14. The Defendants also cite the observations made by the Court of Appeal in Vegie Bar LLC v Alkalaijleh and Emirates National Bank of Dubai Properties PJSC [2020] CA DIFC 001 that “the discretion to order a payment on account of costs is unfettered and is to be exercised having regard to all the circumstances of the case” and that, “The 50% is clearly taken as a “safe” percentage, an assured least figure (unless something appears calling for a lesser figure) and open to increase in the particular circumstances”. In the event, the Court of Appeal awarded 75% of the total costs to be paid on account in light of the length of the proceedings and that it was the least likely amount the receiving party would be likely to recover on assessment.
15. The Defendants also cite Swift v Brake & Ors [2020] EWHC 2416 (Ch) where the Court decided that a payment on account of 65% of the costs claimed was reasonable given there was no costs budget or detailed bill of costs to consider.
16. The Claimants submit that, once the cost agreements and costs orders that are not within the outstanding costs of the action are taken out of the account, all that is left is the pleadings and the preliminary issues trial which, they argue, strongly suggests that on taxation the recoverable costs will be substantially reduced. Indeed, they go so far as to submit that the sum on account of costs should be USD 840,000 which is half of the sum sought by the Defendants in their first round of submissions.
17. It is very difficult to estimate what the impact on the recoverable costs will be of my decision that the Claimants should be liable for 55% and not 100% of the costs of the Preliminary issues trial. I am also left with a real concern that that the costs claimed by the Defendants appear to be high given the number of matters that are excluded from the costs of the action that are in issue. In these circumstances, I have come to the view in the exercise of the discretion vested in me that the reasonable sum that should be paid on account of costs is USD 1,690,479 which is 50% of the total costs claimed.

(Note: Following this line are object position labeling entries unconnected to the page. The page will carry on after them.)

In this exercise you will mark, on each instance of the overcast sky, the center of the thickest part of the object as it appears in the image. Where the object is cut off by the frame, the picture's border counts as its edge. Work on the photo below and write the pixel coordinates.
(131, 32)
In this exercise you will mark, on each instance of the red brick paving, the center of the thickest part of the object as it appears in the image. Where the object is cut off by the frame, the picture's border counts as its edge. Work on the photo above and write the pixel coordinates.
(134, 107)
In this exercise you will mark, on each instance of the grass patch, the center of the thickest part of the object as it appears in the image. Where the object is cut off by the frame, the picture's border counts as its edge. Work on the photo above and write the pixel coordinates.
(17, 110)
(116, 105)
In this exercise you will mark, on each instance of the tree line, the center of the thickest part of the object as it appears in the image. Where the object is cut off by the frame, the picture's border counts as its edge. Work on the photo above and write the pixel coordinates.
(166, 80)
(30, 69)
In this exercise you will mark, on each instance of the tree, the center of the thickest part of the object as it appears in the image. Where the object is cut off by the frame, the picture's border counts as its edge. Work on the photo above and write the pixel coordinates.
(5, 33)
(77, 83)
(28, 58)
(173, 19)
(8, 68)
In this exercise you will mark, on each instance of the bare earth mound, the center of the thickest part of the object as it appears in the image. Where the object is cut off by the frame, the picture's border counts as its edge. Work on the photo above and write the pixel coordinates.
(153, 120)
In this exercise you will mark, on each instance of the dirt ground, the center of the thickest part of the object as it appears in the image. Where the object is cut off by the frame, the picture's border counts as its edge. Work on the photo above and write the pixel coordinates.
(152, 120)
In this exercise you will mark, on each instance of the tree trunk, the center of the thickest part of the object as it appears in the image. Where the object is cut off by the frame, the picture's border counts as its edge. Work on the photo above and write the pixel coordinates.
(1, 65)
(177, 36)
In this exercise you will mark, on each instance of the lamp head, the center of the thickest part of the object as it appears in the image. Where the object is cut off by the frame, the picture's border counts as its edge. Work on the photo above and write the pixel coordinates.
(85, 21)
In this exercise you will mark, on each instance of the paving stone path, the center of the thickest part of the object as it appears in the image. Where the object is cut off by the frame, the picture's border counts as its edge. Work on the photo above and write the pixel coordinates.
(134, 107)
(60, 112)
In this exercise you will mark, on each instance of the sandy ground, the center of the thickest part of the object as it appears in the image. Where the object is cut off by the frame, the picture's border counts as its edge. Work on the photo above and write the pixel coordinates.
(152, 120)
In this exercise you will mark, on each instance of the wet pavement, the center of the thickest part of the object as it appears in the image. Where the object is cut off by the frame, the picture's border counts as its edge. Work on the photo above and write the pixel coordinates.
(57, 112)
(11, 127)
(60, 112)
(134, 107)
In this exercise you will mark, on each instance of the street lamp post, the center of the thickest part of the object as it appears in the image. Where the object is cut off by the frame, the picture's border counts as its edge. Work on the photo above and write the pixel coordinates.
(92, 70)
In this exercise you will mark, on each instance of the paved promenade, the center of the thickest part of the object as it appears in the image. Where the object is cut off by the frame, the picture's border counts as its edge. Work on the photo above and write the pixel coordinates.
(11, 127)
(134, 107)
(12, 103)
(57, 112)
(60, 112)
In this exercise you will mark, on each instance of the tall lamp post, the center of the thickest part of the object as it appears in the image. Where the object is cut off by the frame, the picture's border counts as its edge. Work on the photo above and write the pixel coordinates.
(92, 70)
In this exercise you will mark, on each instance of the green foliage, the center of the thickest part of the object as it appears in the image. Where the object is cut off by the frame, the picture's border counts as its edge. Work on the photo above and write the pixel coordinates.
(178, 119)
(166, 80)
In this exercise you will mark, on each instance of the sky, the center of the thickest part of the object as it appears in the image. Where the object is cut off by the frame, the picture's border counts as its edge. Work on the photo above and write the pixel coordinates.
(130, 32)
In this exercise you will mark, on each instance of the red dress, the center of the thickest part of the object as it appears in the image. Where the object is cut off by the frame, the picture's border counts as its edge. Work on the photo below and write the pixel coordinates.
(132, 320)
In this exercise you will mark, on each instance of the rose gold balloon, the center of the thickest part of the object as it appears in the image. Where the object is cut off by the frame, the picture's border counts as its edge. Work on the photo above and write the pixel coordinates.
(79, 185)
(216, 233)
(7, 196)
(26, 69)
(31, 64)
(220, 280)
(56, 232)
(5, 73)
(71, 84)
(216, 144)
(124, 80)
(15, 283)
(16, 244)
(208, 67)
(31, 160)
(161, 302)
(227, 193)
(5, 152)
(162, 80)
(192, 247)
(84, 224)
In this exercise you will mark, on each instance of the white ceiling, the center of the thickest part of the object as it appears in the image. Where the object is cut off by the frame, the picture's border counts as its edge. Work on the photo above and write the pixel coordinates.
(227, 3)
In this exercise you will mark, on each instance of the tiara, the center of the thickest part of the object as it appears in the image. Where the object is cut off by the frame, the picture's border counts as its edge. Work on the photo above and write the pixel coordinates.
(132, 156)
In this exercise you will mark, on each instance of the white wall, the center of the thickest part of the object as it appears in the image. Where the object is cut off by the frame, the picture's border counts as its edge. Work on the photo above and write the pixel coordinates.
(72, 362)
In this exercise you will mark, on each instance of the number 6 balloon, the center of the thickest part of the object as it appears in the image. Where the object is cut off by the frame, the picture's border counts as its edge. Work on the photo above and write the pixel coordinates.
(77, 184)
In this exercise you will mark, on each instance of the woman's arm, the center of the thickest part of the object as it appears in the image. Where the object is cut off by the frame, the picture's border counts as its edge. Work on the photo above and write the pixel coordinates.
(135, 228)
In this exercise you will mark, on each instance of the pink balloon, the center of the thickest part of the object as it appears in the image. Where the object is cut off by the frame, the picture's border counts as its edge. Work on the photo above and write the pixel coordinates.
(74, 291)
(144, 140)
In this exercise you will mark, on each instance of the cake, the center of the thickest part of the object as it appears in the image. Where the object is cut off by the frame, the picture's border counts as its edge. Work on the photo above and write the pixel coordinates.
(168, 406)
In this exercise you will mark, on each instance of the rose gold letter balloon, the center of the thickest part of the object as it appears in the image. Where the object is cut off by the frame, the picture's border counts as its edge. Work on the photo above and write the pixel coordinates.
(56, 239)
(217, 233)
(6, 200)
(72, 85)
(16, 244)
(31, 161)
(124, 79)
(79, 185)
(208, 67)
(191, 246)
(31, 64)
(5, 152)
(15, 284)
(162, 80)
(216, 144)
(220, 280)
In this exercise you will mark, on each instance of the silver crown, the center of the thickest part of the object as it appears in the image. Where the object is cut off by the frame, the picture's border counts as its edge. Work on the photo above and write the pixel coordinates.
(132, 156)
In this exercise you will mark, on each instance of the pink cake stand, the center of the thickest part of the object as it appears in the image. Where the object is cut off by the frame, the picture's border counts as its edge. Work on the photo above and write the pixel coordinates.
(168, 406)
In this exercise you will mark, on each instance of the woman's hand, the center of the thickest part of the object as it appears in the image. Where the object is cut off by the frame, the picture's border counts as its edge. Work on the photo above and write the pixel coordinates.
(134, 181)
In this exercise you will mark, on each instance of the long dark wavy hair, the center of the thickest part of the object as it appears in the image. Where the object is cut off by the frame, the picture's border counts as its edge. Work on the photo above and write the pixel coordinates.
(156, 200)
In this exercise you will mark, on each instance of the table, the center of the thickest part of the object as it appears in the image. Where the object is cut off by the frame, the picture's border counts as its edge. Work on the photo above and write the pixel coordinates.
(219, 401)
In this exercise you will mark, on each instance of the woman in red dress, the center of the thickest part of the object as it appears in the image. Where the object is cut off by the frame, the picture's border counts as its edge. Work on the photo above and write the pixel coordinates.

18. In advance of knowing the partly successful outcome of their permission to appeal application, the Claimants contended in their written submissions that, whilst that application was pending, no payment on account should be ordered because it might turn out that the order striking out their claim is overturned by the Court of Appeal.
19. The position now is that the Claimants have permission to appeal the striking out of their claim on the basis that their appeal against the finding that the limitation period was five years starting with the presentation of the relevant audit reports to the general meeting has a real prospect of success.
20. In my judgment, the general rule that there should be no stay of a judgment pending an appeal should apply here. In reaching this conclusion, I have decided I am entitled to accept fully the Defendants’ assurance that there is no real risk that they will be unable to repay the sum paid on account of costs if the Claimants’ appeal is successful and I have also taken into account that this expensive litigation has been going on for over five years.
21. Given that the Claimants are a disparate group and the size of the payment I have ordered to be paid on account of costs, I shall give the Claimants 28 days from the date hereof to pay the sum ordered to be paid to the Defendants.
22. Finally, since the Claimants have succeeded on the question whether there should be a proportionate order in respect of the costs of the Preliminary issues and given that the sum I am ordering to be paid on account of costs is considerably smaller than the sum contended for by the Defendants, I direct that there be no order as to costs in respect of the costs issues that were before the Court.